En 1499, Venise prit Crémone, Rimini en Romagne et Trieste. Cette croissance sur la Terre Ferme inquiéta ses voisins qui formèrent en 1508 une alliance contre elle : la Ligue de Cambrai. Elle comportait de redoutables ennemis, à savoir le pape, l'empereur, les rois de France, d'Angleterre, d'Espagne et de Hongrie. Sans compter Florence et Ferrare. Le pape Jules II, dont le pouvoir temporel était menacé par les Vénitiens en Romagne, prononça l'excommunication de la République le 27 avril 1509. En principe, elle ne pouvait donc plus célébrer des offices religieux sur son territoire. Parallèlement, le roi de France Louis XII conduisait les opérations militaires. Il pénétra en Vénétie et défit les troupes vénitiennes à Agnadel (en italien Ghiaradadda). Malgré cette défaite retentissante, Venise parvint miraculeusement à sauver son État.

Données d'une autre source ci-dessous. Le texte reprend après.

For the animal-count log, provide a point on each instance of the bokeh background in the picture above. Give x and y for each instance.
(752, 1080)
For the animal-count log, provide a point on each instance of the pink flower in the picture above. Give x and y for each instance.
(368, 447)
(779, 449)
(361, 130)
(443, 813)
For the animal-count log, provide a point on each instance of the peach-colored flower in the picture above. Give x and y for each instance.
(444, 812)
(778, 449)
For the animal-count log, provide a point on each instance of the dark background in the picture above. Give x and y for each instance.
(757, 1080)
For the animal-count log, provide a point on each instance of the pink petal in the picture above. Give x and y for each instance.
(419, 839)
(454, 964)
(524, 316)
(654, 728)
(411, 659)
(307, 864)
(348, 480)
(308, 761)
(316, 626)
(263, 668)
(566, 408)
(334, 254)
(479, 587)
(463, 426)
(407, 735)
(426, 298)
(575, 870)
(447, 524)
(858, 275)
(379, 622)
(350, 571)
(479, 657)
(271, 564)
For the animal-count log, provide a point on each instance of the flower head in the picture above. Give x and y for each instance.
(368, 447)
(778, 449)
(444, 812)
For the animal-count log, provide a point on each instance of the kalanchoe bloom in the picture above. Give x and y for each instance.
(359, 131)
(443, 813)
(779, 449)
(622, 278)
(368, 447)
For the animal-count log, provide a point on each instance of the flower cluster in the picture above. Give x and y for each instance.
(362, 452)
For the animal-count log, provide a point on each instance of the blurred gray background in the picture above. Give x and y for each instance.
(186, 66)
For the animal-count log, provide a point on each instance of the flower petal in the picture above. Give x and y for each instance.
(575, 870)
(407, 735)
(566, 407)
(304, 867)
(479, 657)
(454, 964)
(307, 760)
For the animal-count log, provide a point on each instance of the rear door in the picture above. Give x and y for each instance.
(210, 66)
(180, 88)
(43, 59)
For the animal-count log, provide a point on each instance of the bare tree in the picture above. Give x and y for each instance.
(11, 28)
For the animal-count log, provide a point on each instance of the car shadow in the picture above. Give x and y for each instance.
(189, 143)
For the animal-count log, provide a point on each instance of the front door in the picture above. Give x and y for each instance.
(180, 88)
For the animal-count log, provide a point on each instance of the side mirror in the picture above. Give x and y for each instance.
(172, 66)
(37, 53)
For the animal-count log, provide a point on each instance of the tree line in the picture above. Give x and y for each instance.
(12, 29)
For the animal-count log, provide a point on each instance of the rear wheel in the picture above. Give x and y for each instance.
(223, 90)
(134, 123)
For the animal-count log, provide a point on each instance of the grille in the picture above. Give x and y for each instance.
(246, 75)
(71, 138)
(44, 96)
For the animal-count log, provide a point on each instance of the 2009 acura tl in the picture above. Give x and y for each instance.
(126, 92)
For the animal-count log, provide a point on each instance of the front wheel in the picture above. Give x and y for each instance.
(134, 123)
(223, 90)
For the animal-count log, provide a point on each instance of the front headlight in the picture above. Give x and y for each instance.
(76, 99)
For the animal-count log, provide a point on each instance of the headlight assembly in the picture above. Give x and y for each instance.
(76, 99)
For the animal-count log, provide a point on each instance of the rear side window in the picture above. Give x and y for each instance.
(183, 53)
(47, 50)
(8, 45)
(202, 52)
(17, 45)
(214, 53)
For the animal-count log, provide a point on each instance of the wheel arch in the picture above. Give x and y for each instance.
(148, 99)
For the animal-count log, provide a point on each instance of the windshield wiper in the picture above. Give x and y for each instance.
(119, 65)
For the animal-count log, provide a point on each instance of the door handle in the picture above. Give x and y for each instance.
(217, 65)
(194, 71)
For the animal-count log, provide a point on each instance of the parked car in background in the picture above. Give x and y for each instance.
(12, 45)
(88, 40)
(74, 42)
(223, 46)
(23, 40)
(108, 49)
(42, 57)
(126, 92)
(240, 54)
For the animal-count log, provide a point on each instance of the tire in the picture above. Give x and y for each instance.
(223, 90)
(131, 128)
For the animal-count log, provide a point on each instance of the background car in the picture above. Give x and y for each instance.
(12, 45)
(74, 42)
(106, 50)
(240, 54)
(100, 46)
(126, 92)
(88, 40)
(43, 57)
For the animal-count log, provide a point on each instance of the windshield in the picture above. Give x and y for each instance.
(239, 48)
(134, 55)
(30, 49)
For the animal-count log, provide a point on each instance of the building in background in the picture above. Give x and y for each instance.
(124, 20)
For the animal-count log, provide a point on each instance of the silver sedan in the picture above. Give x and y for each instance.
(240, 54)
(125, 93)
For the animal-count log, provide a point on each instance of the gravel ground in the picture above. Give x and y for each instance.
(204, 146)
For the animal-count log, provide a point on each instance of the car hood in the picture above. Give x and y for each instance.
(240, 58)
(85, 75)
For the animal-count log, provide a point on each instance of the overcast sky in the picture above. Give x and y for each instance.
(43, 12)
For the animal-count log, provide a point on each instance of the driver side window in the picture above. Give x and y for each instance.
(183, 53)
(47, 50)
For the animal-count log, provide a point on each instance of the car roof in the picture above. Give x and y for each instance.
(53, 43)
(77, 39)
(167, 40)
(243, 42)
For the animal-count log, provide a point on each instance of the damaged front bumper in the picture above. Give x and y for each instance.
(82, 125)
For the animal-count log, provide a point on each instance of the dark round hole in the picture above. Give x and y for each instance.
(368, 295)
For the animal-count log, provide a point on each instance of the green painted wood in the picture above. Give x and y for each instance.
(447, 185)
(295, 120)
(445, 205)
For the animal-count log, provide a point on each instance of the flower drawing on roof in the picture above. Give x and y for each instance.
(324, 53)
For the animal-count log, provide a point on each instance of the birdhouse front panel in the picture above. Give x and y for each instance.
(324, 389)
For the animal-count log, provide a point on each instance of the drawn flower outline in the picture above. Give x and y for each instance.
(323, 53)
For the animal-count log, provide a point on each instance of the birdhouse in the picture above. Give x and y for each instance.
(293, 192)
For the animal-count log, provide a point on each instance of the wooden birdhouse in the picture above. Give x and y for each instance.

La cité ne fut pas prise et fut même capable de reprendre pied sur la Terre Ferme grâce au soutien de paysans ou d'artisans[5]. Mieux, en 1511, la Ligue de Cambrai se retourna contre le roi de France : le pape, les Espagnols et les Anglais le chassèrent d'Italie.
Quelques années plus tard, les alliances se renversèrent encore. Les Vénitiens soutinrent cette fois le roi de France François Ier qui s'engageait dans une reconquête du Milanais. Ce soutien s'avéra décisif dans la victoire franco-vénitienne de Marignan en 1515.
Dans les années suivantes, l'Italie resta un champ de bataille. François Ier et Charles Quint s'y affrontèrent. Venise fut une des rares capitales italiennes à ne pas être prises. Même Rome, la cité papale, subit un sac en 1527.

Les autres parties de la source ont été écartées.